Les vins Champenois de l'époque sont rouges, peu colorés, aromatiques et tranquilles (non pétillants). Les bulles que nous connaissons aujourd'hui ne sont en fait que le résultat d'un accident. Ce dernier est entièrement naturel et savamment entretenu par les vignerons Champenois. Notons qu'à cette époque les bulles étaient synonymes de mauvaise vinification. Le vin bouillonnait dans les tonneaux, dès le printemps suivant la vendange. On parlait alors de "Vin du diable" 

S' il est difficile de dire qui a pu "inventer" le Champagne, il est intéressant de connaître l'histoire de Dom Pierre PERIGNON. Les écrivains nous rapportent que ce moine Bénédictin vivait à l'abbaye de Hautvillers il y à trois siècles. Celui-ci avait de grands dons de vinificateur et essaya , entre autres, de produire un vin, le plus clair possible, à partir des meilleurs Pinots noirs. Il préconisait une vendange soignée suivie d'un pressurage rapide. Il assemblait ensuite les différents crus de son choix. C'est en 1690 qu' il parvint à obtenir un vin blanc à partir de Pinot Noir. Il joua également un rôle majeur dans l'évolution du prix de son vin. Certains lui attribuent également l'invention du collage pour éclaircir le vin ainsi que la préconisation de l'utilisation de la flûte pour déguster son breuvage. Même si cela nous semble faire beaucoup pour un seul homme, pourquoi ne pas se laisser séduire par ce que d'autres présentent comme une légende ?

Bien que la première mention du vin de Champagne "pétillant" fut faite par un auteur Anglais, en 1664, à cette époque, le processus amenant les vins à pétiller n'était pas encore maîtrisé. Certaines années, les bulles semblaient refuser de se former. D'autres fois, la seconde fermentation était tellement soudaine que les bouteilles explosaient. Les ouvriers étaient alors contraints de porter des masques pour se protéger de ces "accidents".

Il fallut alors apprivoiser la technique de la seconde fermentation pour ne plus subir les affres de sa bonne volonté. En effet, un producteur pouvait alors voir toute sa production partir en éclats. Beaucoup de faillites furent ainsi constatées. De nombreuses fortunes aussi, pour ceux qui obtenaient cette fameuse deuxième fermentation sans dommages.
En France, la mode du Champagne effervescent fut lancée par le duc d'Orléans, en 1712. Néanmoins, 90% de la production vinicole de la région était encore de vins tranquilles, blancs ou rouges.

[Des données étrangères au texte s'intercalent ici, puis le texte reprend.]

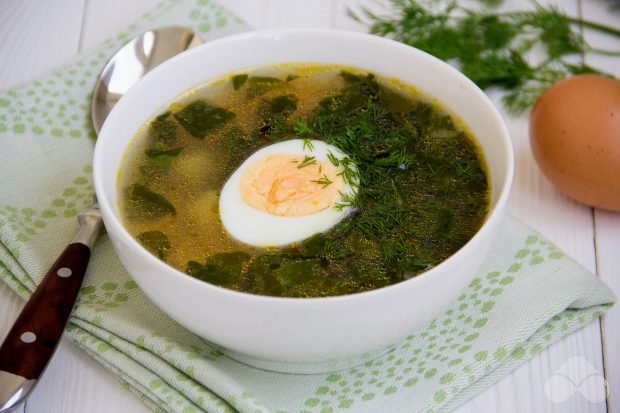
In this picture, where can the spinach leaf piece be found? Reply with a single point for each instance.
(257, 85)
(163, 158)
(144, 203)
(223, 269)
(313, 246)
(295, 272)
(162, 130)
(258, 278)
(283, 105)
(200, 118)
(156, 242)
(239, 80)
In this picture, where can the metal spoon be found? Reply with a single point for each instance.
(30, 344)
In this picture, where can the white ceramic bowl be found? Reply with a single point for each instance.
(291, 334)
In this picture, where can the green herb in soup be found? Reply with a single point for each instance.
(419, 187)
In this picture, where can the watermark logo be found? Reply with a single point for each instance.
(576, 375)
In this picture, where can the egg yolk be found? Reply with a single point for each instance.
(291, 186)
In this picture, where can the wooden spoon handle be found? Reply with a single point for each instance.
(38, 328)
(30, 344)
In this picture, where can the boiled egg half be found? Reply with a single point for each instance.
(287, 192)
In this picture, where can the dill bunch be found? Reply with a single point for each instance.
(491, 47)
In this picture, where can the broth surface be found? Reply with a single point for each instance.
(423, 191)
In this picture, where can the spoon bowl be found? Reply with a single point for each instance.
(133, 61)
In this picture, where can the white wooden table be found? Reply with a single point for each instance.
(36, 36)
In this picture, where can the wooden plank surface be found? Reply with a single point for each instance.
(75, 383)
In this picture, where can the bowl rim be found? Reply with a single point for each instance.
(491, 221)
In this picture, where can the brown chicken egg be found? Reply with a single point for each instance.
(575, 138)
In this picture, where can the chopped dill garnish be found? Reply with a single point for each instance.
(324, 181)
(307, 161)
(308, 144)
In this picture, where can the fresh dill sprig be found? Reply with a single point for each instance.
(347, 200)
(307, 161)
(308, 145)
(491, 47)
(332, 158)
(302, 130)
(324, 181)
(350, 174)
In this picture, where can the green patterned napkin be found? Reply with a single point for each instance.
(526, 296)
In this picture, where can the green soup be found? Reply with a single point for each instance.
(423, 189)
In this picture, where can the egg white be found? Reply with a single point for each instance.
(254, 227)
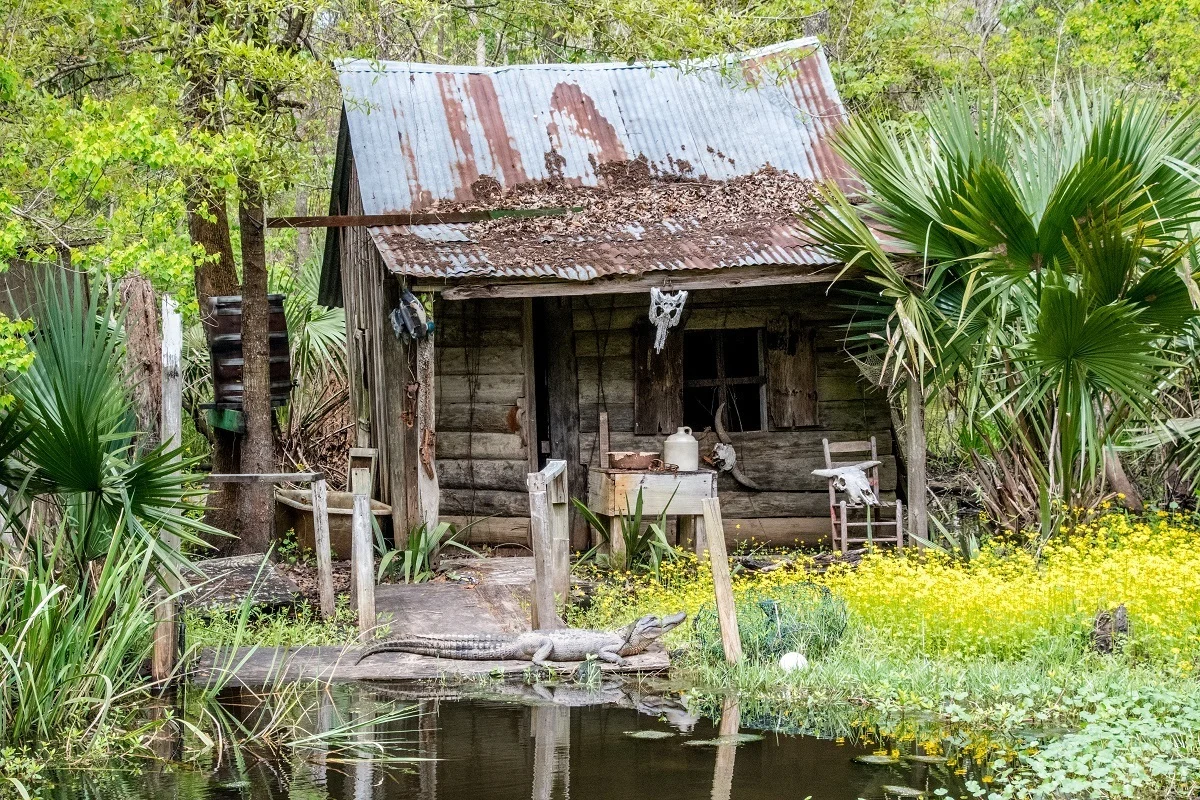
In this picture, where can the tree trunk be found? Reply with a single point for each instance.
(258, 444)
(1120, 482)
(143, 356)
(915, 462)
(209, 227)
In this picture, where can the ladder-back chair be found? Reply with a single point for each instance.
(853, 452)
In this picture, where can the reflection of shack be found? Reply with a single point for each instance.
(570, 192)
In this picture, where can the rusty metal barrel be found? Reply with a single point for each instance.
(225, 317)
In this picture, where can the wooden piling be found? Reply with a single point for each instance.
(363, 553)
(550, 534)
(166, 637)
(324, 551)
(723, 583)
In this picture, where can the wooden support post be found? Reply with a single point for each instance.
(617, 553)
(726, 753)
(166, 638)
(604, 440)
(688, 531)
(363, 553)
(324, 552)
(915, 462)
(550, 533)
(427, 489)
(363, 458)
(562, 379)
(723, 583)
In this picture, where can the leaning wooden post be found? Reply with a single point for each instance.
(561, 533)
(324, 552)
(723, 583)
(550, 534)
(363, 552)
(166, 638)
(915, 462)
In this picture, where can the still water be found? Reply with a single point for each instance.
(528, 744)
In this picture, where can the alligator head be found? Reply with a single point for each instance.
(648, 629)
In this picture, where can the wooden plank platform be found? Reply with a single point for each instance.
(267, 666)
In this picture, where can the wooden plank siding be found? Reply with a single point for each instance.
(484, 422)
(793, 506)
(378, 362)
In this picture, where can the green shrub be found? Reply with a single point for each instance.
(803, 618)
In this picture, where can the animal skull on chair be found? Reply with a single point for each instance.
(665, 313)
(852, 480)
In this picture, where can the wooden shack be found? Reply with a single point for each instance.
(533, 209)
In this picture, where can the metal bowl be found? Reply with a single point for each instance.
(624, 459)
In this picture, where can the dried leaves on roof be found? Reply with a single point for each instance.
(633, 198)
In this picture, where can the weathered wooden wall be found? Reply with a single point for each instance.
(484, 416)
(485, 400)
(379, 366)
(795, 503)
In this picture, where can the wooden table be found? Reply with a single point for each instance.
(612, 494)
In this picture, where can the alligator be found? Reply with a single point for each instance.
(539, 647)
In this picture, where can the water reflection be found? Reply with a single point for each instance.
(520, 743)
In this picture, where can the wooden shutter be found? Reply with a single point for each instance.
(791, 374)
(658, 382)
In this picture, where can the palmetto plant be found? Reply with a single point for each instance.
(72, 437)
(1041, 268)
(84, 510)
(642, 547)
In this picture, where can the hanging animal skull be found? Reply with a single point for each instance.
(852, 480)
(666, 310)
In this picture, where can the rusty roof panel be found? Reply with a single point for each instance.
(586, 258)
(421, 134)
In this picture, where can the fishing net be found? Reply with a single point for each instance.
(805, 618)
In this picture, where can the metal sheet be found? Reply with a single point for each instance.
(424, 133)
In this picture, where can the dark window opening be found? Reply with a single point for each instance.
(724, 365)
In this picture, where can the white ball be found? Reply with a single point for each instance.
(793, 661)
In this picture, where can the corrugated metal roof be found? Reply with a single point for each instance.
(424, 133)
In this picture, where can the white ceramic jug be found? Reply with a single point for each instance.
(682, 450)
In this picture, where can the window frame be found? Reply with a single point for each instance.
(723, 382)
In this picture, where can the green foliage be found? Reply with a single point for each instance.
(77, 437)
(72, 654)
(645, 547)
(803, 618)
(1041, 268)
(414, 561)
(268, 627)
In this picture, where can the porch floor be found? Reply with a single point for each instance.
(489, 596)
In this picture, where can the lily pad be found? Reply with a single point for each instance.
(875, 759)
(919, 758)
(736, 739)
(649, 734)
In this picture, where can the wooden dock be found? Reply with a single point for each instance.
(267, 666)
(485, 596)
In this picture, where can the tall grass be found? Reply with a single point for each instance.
(72, 654)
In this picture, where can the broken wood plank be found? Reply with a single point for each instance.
(723, 583)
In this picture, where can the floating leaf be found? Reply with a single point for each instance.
(735, 739)
(876, 759)
(919, 758)
(649, 734)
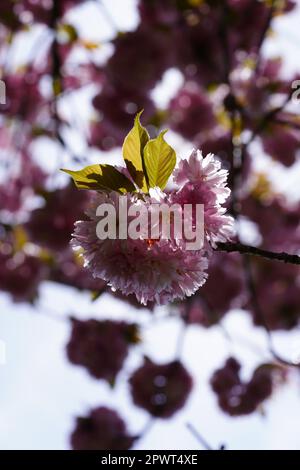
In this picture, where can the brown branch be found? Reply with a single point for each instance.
(230, 247)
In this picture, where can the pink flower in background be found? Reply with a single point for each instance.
(102, 429)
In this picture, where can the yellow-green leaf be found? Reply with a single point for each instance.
(133, 147)
(101, 178)
(160, 161)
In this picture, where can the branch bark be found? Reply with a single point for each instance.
(230, 247)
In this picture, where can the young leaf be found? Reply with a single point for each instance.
(101, 178)
(133, 147)
(160, 160)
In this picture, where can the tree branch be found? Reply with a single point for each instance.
(253, 250)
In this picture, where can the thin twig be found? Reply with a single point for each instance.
(253, 250)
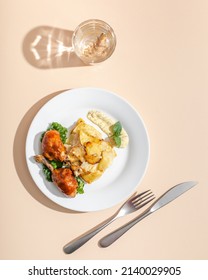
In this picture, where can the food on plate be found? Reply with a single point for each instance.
(88, 153)
(52, 146)
(63, 178)
(112, 128)
(82, 155)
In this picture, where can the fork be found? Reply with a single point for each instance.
(133, 204)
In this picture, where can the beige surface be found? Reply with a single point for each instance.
(160, 65)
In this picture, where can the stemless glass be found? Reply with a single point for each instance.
(93, 41)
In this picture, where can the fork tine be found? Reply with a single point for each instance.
(140, 205)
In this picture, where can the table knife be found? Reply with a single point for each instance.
(167, 197)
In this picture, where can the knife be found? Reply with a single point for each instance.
(167, 197)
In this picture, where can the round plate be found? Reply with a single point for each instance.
(121, 179)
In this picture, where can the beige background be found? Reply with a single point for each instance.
(160, 65)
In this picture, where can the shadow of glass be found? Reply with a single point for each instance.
(47, 47)
(20, 158)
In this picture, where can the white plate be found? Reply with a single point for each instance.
(122, 178)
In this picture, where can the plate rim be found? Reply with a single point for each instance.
(66, 92)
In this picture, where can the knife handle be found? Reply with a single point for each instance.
(79, 241)
(116, 234)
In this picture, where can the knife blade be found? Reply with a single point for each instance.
(164, 199)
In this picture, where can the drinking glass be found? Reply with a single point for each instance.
(93, 41)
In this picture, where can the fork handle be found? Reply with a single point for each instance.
(113, 236)
(79, 241)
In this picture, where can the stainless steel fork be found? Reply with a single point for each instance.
(133, 204)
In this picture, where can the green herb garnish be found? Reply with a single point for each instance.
(61, 129)
(47, 173)
(81, 184)
(116, 129)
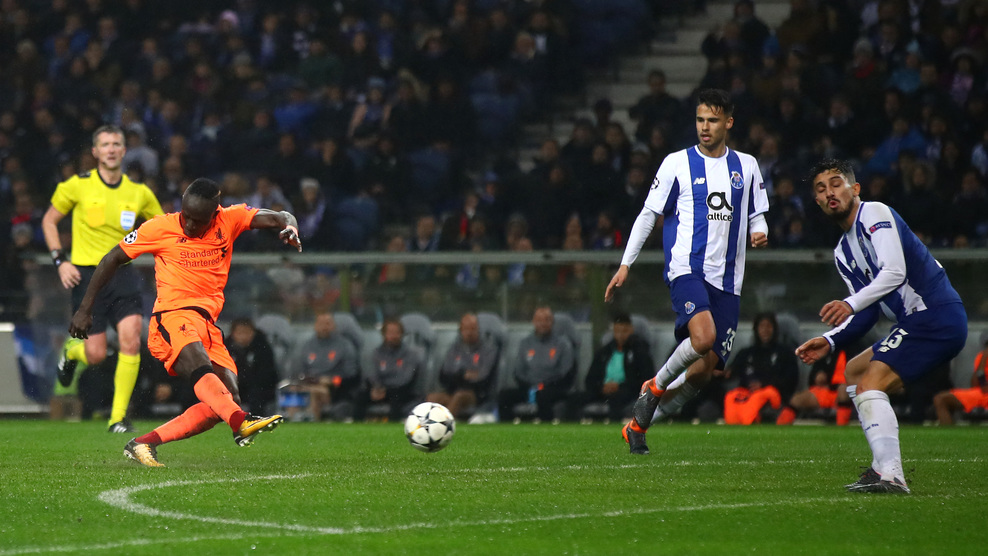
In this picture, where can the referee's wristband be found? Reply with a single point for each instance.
(57, 257)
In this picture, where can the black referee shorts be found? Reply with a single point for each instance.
(118, 299)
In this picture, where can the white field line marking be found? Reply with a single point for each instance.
(120, 498)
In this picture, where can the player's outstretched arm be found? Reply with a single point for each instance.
(616, 282)
(280, 220)
(82, 320)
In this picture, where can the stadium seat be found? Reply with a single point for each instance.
(347, 325)
(278, 330)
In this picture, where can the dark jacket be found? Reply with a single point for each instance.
(638, 367)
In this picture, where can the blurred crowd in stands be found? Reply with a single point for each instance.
(363, 117)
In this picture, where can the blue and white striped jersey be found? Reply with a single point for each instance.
(707, 204)
(881, 260)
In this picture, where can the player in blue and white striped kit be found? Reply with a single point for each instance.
(888, 269)
(710, 201)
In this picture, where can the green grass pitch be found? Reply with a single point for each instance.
(497, 489)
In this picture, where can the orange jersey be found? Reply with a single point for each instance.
(190, 272)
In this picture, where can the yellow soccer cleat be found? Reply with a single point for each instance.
(144, 454)
(254, 425)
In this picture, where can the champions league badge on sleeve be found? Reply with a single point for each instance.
(736, 181)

La première véritable "Maison" de Champagne, comme nous l'entendons encore aujourd'hui, fut crée par un autre moine, Dom RUINART en 1729.Ce furent ainsi les négociants, à l'assise financière plus large que les moines, qui firent évoluer le contrôle de la vinification et la fabrication de bouteilles plus résistantes. Ils introduisent aussi le dégorgement en 1813. Sept ans plus tard apparaît la mécanisation du bouchage et les muselets sont installés pour maintenir les bouchons en place. C'est enfin en 1837 que l'on parvient à connaître plus précisément les quantités de sucre à incorporer au vin pour engager avec fiabilité la seconde fermentation. La Champagne ne connaît plus alors que 5% de bouteilles "explosives". Ce taux est aujourd'hui tombé à 1%. 
Dès la fin du XIXe siècle, la production de Champagne devient une énorme machine industrielle et commerciale qui ne peut plus être comparée avec les autres régions productrices de vin, encore de nos jours.